But Goldstein has nothing good to say about former flames including a live-in lover in Florida who, he claimed, dumped him over his financial problems. “Women are despicable and vile and I prefer salami any day,” he said. “Suddenly I became ugly and smelly because I was poor. Before I was an Adonis. If women feel they’re sex objects, men are just money objects.”

Despite such slings and arrows for a man who successfully peddled eros for years in its earthiest forms, testing the outermost limits of free speech, Goldstein seems peaceful and somewhat subdued now that he has a job and a supervisor. He claims that former Mayor Ed Koch was friendly to him when Koch came into the deli just before the Republican convention “and he told Jack that ‘Al had once put my head in the toilet bowl’ ” in the pages of Screw magazine, which once featured a ribald enemies’ list.

But Goldstein complains about having to attend weekly wellness classes on Roosevelt Island for people who batter women as another term of his probation. “I’m with 10 kids in their 20s who have beaten their girlfriends and I’ve never hit a woman in my life. But my mouth is a weapon.”

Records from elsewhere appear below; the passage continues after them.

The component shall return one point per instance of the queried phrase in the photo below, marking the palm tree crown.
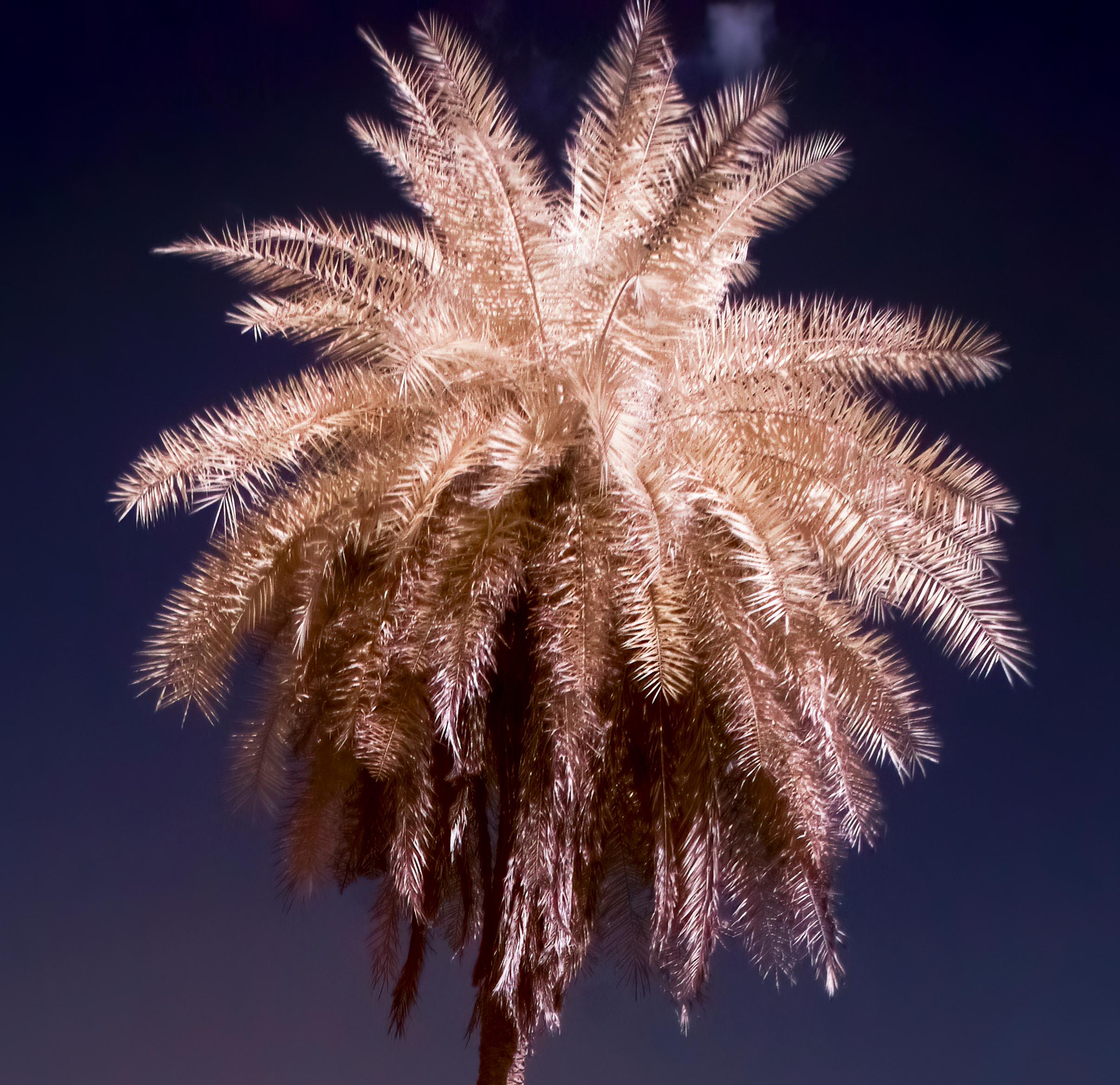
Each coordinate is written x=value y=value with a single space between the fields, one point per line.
x=565 y=563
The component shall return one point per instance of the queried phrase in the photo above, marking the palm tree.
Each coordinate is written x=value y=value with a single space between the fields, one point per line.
x=565 y=565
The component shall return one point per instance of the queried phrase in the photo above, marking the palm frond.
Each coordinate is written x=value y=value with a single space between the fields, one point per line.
x=566 y=567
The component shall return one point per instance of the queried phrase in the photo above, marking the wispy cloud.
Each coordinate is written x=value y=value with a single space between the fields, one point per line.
x=739 y=35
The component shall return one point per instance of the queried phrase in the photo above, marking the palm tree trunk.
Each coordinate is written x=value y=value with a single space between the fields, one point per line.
x=501 y=1051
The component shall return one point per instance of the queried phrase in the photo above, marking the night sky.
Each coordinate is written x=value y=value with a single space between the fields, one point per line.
x=141 y=937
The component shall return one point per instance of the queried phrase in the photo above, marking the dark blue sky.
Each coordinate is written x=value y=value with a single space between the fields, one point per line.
x=141 y=940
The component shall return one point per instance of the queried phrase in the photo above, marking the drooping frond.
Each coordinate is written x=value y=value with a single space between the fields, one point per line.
x=566 y=565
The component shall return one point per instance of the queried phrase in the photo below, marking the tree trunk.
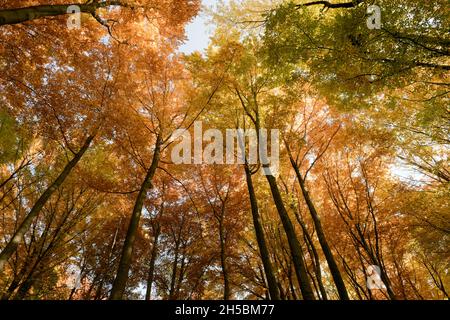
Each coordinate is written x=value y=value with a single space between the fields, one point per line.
x=294 y=244
x=24 y=226
x=223 y=258
x=259 y=231
x=332 y=265
x=120 y=281
x=151 y=271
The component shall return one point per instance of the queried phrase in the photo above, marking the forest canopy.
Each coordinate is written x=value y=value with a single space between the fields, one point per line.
x=344 y=104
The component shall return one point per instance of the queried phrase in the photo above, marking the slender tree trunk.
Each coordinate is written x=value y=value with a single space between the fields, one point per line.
x=24 y=226
x=260 y=238
x=121 y=279
x=294 y=244
x=332 y=265
x=151 y=271
x=174 y=269
x=223 y=258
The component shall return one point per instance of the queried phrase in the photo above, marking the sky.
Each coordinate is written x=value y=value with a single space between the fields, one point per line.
x=198 y=31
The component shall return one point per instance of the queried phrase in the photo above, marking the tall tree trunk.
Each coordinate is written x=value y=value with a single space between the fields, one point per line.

He plans to put that weapon to use starting at 7:30 p.m. on Sept. 18 at Joe’s Pub, which is part of the prestigious Public Theater on Lafayette St. Goldstein will perform in a bawdy “low brow” musical review called “What I Like About Jew,” produced by Ron Tannebaum and Sean Altman and smacking of the old Borscht Belt, said pub director Bill Began. “Nothing but the best for Al Goldstein,” deadpanned Bill Bregan. “We love people who tweak our audience’s expectations a little.”